Planning and Ecology
Planning and Ecology
In the role of Local Planning Authority (LPA) Pembrokeshire County Council has a responsibility to protect, conserve and enhance the natural environment when considering proposed development, planning applications and land use changes.
Vulnerable species and habitats can be adversely affected as a result of development and it is the responsibility of the LPA to consider the potential impact of the proposal upon the ecology of the site. If there is potential for any adverse impact, mitigation or compensation may need to be incorporated into the scheme to offset any negative consequences.
European and UK legislation, national and local plans place responsibilities on the LPA which include the protection of European Protected Species (EPS), UK protected species and Sites and Species of Principle Importance. The level of protection afforded to these species and habitats varies but it is a material consideration that their protection be considered at all stages of the planning and development process.
Relevant plans and legislation include:
Local Planning Policy
Pembrokeshire County Council Local Development Plan
GN.1 and GN.37
National Planning Policy
- Planning Policy Wales (Edition 5, November 2012) Chapter 5
- Technical Advice Note 5 (TAN 5), Nature Conservation and Planning (2009)
- Conservation of Habitats and Species Regulations 2010 (transposes European legislation, the Habitats Directive and the Birds Directive, into UK law)
- Wildlife and Countryside Act 1981
- Countryside and Rights of Way Act 2000
- Natural Environment and Rural Communities Act 2006
The Local Development Plan for Pembrokeshire County Council considers the potential impact of proposed development on the natural environment, species and habitats, under the headings GN.1 and GN.37.
GN.1 General Development Policy, criterion 4 provides that
Development will be permitted where it respects and protects the natural environment including protected habitats and species.
GN.37 Protection and Enhancement of Biodiversity
All development should demonstrate a positive approach to maintaining and, wherever possible, enhancing biodiversity. Development that would disturb or otherwise harm protected species or their habitats, or the integrity of other habitats, sites or features of importance to wildlife and individual species, will only be permitted in exceptional circumstances where the effects are minimised or mitigated through careful design, work scheduling or other appropriate measures.
The British Standards for Biodiversity - Code of practice for planning and development (BS 420202:2013) amalgamates best practice and guidance for those in the planning and development sector. Pembrokeshire County Council will take into account the British Standard for Biodiversity and would encourage those in the planning, development and environmental sector to adopt the processes and recommendations as published.
In accordance with Town & Country Planning (Development Management Procedure) (Wales) Order 2012 and the British Standards for Biodiversity applications which require ecological surveys will not be validated until such information can be provided.

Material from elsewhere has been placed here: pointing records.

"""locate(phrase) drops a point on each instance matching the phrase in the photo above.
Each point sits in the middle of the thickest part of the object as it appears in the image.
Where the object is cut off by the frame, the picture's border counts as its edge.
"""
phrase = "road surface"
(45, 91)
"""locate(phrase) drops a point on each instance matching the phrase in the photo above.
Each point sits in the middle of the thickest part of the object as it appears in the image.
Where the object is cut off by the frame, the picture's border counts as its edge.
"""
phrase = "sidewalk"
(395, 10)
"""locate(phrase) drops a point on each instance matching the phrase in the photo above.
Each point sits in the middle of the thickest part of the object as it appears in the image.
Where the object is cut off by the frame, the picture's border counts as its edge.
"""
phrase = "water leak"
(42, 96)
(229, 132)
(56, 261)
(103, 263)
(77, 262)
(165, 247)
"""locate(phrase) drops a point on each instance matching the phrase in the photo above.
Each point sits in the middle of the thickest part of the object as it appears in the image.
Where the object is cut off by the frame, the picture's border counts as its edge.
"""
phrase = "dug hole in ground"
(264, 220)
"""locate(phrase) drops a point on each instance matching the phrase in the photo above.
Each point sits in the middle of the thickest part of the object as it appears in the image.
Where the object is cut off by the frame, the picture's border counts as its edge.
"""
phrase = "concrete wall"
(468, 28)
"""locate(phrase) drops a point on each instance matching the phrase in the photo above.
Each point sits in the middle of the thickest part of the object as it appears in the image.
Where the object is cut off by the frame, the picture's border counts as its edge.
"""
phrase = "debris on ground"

The level of information should be necessary, relevant and proportionate to the development and adequate to inform the determination of the application.
The Trigger List for bats provides further information on proposals likely to require bat surveys, other activities likely to require ecological surveys include wind turbines, hydroelectric schemes and development adjacent to internationally and nationally important sites (see Protected Sites). Pre-application discussions provide an opportunity for applicants to identify if surveys are required and are recommended at an early stage.